Candidates supporting Venezuelan President Nicolas Maduro secured control of the national congress, the electoral board said on Monday, after a parliamentary election which opposition leaders boycotted because of what they claimed was fraud.
The electoral board’s president, Indira Alfonzo, said in comments broadcast on state television that 67.6% of 5.2 million votes cast in Sunday’s election were for pro-Maduro candidates, but only 31% of eligible voters participated in the ballot.
The result returns congress – the last state institution not in the hands of the ruling Socialist Party – to Maduro’s allies despite an economy in ruins, US sanctions that stifle the OPEC nation’s oil exports and the emigration of some 5 million citizens.
Lines were short at polling places across Venezuela on Sunday as many voters heeded opposition leader Juan Guaido’s call for a boycott.

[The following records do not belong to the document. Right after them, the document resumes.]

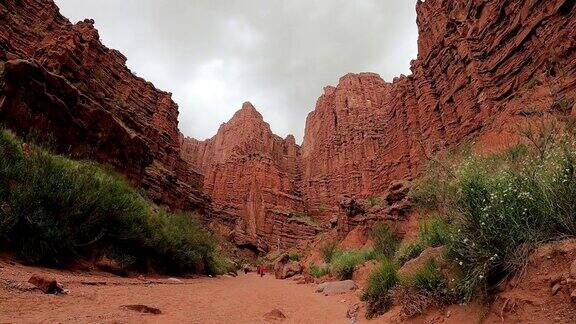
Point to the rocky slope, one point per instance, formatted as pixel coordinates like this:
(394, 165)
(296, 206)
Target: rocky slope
(483, 69)
(59, 81)
(253, 179)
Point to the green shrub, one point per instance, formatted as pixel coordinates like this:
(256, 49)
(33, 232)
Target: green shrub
(434, 232)
(385, 242)
(428, 278)
(377, 291)
(344, 262)
(53, 210)
(295, 256)
(328, 251)
(502, 206)
(319, 271)
(408, 252)
(374, 201)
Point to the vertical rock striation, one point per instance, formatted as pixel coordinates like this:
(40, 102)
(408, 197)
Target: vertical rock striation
(253, 179)
(59, 79)
(484, 68)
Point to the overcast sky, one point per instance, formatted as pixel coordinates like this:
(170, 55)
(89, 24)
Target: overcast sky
(278, 54)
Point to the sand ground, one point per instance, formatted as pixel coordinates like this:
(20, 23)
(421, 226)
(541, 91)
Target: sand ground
(99, 298)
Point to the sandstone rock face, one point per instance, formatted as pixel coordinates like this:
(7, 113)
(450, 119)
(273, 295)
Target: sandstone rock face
(253, 178)
(285, 268)
(60, 81)
(336, 287)
(483, 68)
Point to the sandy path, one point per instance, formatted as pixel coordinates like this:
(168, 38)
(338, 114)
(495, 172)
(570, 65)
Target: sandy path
(244, 299)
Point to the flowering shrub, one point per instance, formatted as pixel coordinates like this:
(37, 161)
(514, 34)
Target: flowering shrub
(501, 207)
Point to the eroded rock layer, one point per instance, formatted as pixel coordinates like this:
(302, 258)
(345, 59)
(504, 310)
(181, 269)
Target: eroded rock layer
(484, 68)
(58, 80)
(253, 179)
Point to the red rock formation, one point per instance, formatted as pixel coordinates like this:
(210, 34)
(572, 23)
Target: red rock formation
(483, 69)
(59, 79)
(252, 177)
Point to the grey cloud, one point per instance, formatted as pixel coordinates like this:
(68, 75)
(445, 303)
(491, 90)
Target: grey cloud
(279, 54)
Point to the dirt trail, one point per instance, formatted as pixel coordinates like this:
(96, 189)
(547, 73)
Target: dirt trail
(244, 299)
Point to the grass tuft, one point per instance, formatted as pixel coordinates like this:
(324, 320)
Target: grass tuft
(54, 210)
(376, 295)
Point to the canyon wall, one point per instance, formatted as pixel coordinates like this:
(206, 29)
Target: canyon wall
(484, 69)
(253, 178)
(59, 81)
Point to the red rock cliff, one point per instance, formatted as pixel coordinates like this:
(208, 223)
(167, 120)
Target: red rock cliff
(59, 79)
(253, 179)
(483, 69)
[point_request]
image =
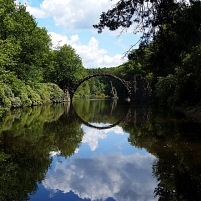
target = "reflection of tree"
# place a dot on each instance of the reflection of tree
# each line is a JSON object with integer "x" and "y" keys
{"x": 66, "y": 132}
{"x": 26, "y": 139}
{"x": 176, "y": 144}
{"x": 22, "y": 164}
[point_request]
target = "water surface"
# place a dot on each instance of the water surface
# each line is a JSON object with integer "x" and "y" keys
{"x": 99, "y": 150}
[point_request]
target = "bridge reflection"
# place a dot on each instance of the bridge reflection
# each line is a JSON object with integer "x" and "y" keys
{"x": 136, "y": 116}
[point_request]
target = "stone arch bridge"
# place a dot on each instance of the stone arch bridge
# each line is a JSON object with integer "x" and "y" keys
{"x": 138, "y": 89}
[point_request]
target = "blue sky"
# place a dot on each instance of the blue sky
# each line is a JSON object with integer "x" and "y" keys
{"x": 70, "y": 22}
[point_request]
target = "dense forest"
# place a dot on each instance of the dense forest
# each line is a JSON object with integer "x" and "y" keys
{"x": 33, "y": 72}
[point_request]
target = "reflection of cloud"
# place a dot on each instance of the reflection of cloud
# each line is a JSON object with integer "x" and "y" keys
{"x": 121, "y": 177}
{"x": 92, "y": 136}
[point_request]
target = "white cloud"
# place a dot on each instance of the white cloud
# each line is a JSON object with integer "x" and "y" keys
{"x": 72, "y": 14}
{"x": 92, "y": 56}
{"x": 121, "y": 177}
{"x": 37, "y": 12}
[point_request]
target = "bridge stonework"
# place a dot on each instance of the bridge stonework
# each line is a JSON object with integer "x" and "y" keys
{"x": 138, "y": 89}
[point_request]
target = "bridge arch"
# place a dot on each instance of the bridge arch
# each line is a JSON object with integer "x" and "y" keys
{"x": 126, "y": 84}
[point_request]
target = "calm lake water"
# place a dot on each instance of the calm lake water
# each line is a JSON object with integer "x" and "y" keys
{"x": 99, "y": 150}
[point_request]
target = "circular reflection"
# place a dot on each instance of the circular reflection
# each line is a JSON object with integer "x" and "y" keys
{"x": 100, "y": 111}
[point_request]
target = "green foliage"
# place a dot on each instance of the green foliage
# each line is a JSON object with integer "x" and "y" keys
{"x": 28, "y": 44}
{"x": 165, "y": 88}
{"x": 189, "y": 78}
{"x": 68, "y": 67}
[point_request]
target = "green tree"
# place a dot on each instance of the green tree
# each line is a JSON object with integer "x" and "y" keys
{"x": 68, "y": 67}
{"x": 19, "y": 30}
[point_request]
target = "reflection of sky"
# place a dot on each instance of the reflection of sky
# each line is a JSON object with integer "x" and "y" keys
{"x": 104, "y": 166}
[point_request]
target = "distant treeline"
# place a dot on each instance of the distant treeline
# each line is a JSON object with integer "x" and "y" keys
{"x": 33, "y": 72}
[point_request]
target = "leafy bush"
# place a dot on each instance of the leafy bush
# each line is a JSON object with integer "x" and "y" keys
{"x": 165, "y": 89}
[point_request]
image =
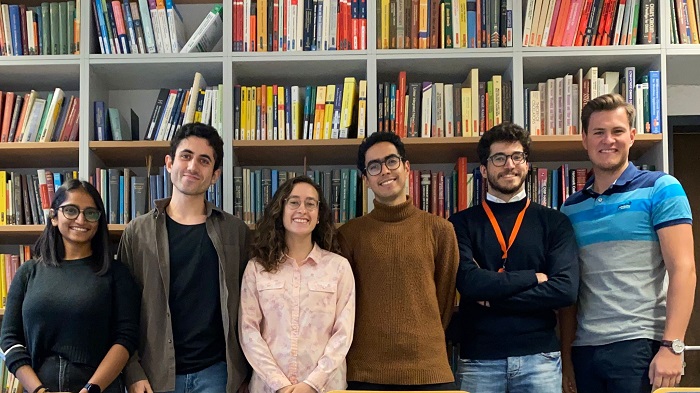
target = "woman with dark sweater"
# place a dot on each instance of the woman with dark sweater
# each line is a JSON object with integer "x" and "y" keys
{"x": 72, "y": 314}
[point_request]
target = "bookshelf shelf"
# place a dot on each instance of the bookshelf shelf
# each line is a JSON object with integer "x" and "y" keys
{"x": 20, "y": 234}
{"x": 39, "y": 155}
{"x": 130, "y": 153}
{"x": 40, "y": 72}
{"x": 291, "y": 153}
{"x": 154, "y": 71}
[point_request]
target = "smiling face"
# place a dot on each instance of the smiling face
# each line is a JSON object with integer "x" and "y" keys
{"x": 608, "y": 140}
{"x": 301, "y": 210}
{"x": 507, "y": 180}
{"x": 76, "y": 233}
{"x": 389, "y": 185}
{"x": 192, "y": 168}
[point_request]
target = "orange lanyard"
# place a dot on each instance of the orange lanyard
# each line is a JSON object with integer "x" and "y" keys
{"x": 499, "y": 234}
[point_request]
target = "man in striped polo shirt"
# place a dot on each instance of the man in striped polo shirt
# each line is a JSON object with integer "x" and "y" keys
{"x": 632, "y": 227}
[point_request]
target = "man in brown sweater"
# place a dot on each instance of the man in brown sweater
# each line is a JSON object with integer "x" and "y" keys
{"x": 405, "y": 264}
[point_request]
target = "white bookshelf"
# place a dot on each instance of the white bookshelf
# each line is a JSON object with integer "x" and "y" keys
{"x": 133, "y": 81}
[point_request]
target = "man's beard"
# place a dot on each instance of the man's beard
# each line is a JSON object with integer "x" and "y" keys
{"x": 493, "y": 184}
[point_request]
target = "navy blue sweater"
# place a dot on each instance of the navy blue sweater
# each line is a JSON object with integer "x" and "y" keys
{"x": 520, "y": 319}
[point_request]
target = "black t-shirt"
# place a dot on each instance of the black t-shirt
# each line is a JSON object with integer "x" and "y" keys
{"x": 195, "y": 302}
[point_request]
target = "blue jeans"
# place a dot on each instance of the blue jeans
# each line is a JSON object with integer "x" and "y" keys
{"x": 539, "y": 373}
{"x": 621, "y": 367}
{"x": 210, "y": 380}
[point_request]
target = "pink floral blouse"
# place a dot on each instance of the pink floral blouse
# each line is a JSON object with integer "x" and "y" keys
{"x": 296, "y": 324}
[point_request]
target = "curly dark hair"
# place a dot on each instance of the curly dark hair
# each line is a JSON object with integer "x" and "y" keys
{"x": 504, "y": 132}
{"x": 269, "y": 245}
{"x": 372, "y": 140}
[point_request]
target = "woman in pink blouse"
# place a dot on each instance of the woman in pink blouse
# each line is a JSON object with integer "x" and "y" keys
{"x": 297, "y": 296}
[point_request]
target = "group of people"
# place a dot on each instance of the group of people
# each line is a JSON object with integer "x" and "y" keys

In some areas, there were longer queues to buy scarce fuel than to cast a vote.
Members of the new congress will have few tools to improve the lives of people in a country where monthly salaries rarely cover the cost of a day’s groceries. Their election will also not improve Maduro’s reputation among Western nations for mismanagement and undermining human rights.
The election closes a cycle that began in 2015 when the opposition won congress by a landslide, only to see their legislative powers swept aside by pro-government courts and the creation in 2017 of an all-powerful body known as the National Constituent Assembly.
Guaido, head of the current congress, had said Venezuelans should skip the vote and participate in a December 12 consultation that will ask citizens whether they reject Sunday’s vote and want a change of government.